Posted by: kentropic | July 17, 2009

kina’ole = lifelong learning

Buzz Aldrin, photographed by Neil Armstrong (photo by NASA)

With the 40th anniversary of the Apollo 11 moon landing, we have a great opportunity to stop and think about what’s possible when you get enough smart, dedicated people all working toward the same goal.

If you weren’t around to see it the first time, it might be hard to imaging how an event could galvanize the world’s attention the way this one did, or the way some of the real-time audio (“the Eagle has landed,” “one small step for [a] man, one giant leap for mankind”) passed instantly and permanently into the shared culture. NASA has some very cool interactive features on its website — including restored video of the landing — that can help us all share the power of this event again.

Buzz Aldrin was one of the Apollo 11 crew, and was the second person (after Neil Armstrong) to set foot on the moon. He’s also one of the more interesting characters ever associated with space exploration, an activity which — by its very nature — attracts extremely skilled professionals whose public personas tend toward the dry side. Not much room for wacky pranksters in a high-tech tin can hurtling through space….

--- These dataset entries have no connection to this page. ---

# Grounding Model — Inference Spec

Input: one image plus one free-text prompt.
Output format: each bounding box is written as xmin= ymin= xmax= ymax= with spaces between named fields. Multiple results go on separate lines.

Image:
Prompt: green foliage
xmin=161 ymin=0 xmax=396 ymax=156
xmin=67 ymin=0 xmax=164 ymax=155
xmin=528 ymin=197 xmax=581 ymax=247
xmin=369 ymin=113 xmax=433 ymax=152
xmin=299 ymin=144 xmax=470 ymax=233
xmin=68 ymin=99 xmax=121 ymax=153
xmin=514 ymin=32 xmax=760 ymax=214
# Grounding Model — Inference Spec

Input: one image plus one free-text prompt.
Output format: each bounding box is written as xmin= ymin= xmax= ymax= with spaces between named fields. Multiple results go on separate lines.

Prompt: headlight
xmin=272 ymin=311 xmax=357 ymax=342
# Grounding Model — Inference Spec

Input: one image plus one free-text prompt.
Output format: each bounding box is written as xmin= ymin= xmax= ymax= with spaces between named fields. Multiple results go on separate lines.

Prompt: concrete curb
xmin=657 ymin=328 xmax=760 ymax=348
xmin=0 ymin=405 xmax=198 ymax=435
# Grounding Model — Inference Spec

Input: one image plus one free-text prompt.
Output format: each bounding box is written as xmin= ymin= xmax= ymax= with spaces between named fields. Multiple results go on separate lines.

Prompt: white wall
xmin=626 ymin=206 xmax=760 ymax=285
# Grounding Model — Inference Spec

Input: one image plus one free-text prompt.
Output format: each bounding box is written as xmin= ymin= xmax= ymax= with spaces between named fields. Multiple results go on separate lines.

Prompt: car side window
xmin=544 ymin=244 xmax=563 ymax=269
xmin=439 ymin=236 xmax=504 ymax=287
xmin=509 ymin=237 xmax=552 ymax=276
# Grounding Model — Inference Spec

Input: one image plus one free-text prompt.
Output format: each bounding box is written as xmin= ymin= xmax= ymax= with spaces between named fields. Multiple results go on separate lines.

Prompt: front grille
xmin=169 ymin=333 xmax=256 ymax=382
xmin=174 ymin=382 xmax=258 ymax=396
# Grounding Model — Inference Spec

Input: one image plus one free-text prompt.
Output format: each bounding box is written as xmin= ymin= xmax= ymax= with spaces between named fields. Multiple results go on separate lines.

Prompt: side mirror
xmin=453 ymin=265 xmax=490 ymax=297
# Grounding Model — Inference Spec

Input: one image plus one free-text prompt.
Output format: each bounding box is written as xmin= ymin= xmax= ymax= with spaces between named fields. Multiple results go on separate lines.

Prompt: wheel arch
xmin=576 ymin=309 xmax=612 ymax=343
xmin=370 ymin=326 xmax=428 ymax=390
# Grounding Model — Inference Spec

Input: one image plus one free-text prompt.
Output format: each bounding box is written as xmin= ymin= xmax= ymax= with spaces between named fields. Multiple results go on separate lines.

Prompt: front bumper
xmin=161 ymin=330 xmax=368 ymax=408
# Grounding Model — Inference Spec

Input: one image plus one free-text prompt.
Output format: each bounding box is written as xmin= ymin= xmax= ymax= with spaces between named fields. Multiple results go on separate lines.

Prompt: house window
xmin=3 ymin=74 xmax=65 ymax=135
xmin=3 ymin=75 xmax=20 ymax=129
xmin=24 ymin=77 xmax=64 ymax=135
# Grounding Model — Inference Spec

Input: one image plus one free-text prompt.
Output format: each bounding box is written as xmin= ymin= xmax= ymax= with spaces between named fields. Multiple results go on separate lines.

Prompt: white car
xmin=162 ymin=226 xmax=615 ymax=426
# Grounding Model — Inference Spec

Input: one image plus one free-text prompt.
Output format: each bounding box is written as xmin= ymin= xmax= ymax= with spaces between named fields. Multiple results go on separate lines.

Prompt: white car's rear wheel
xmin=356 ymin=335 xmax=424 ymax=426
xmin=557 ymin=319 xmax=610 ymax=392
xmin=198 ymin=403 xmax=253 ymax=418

But what I find most noteworthy about Buzz Aldrin isn’t his career as an astronaut — although that’s clearly an amazing and inspiring achievement. No, what’s even more impressive is his new rap single, produced in collaboration with Snoop Dogg, Quincy Jones, Talib Kweli and Soulja Boy.

Snoop Dogg and Buzz Aldrin kickin' it in the studio

Snoop Dogg and Buzz Aldrin kickin' it in the studio

 

 Called “Rocket Experience,” it’s a benefit for Aldrin’s ShareSpace Foundation, which promotes science education.

Now, if there were ever someone who’s entitled to kick back and relax with the knowledge that’s he’s had a great life, the 79-year-old Aldrin might be it. But what does he do instead? He gets in the studio with some music industry heavyweights and more than holds his own. “I’m not too good at carrying a tune, but I do have rhythm,” Aldrin says.

That’s what lifelong learning is all about, and that’s some impressive shizzle, yo. In my book, it’s right up there with War and Peace author Leo Tolstoy learning to ride a bike at age 67.

lifelong learner & bicycle enthusiast Leo Tolstoy

lifelong learner & bicycle enthusiast Leo Tolstoy

What’s the best example of lifelong learning that you’ve ever seen?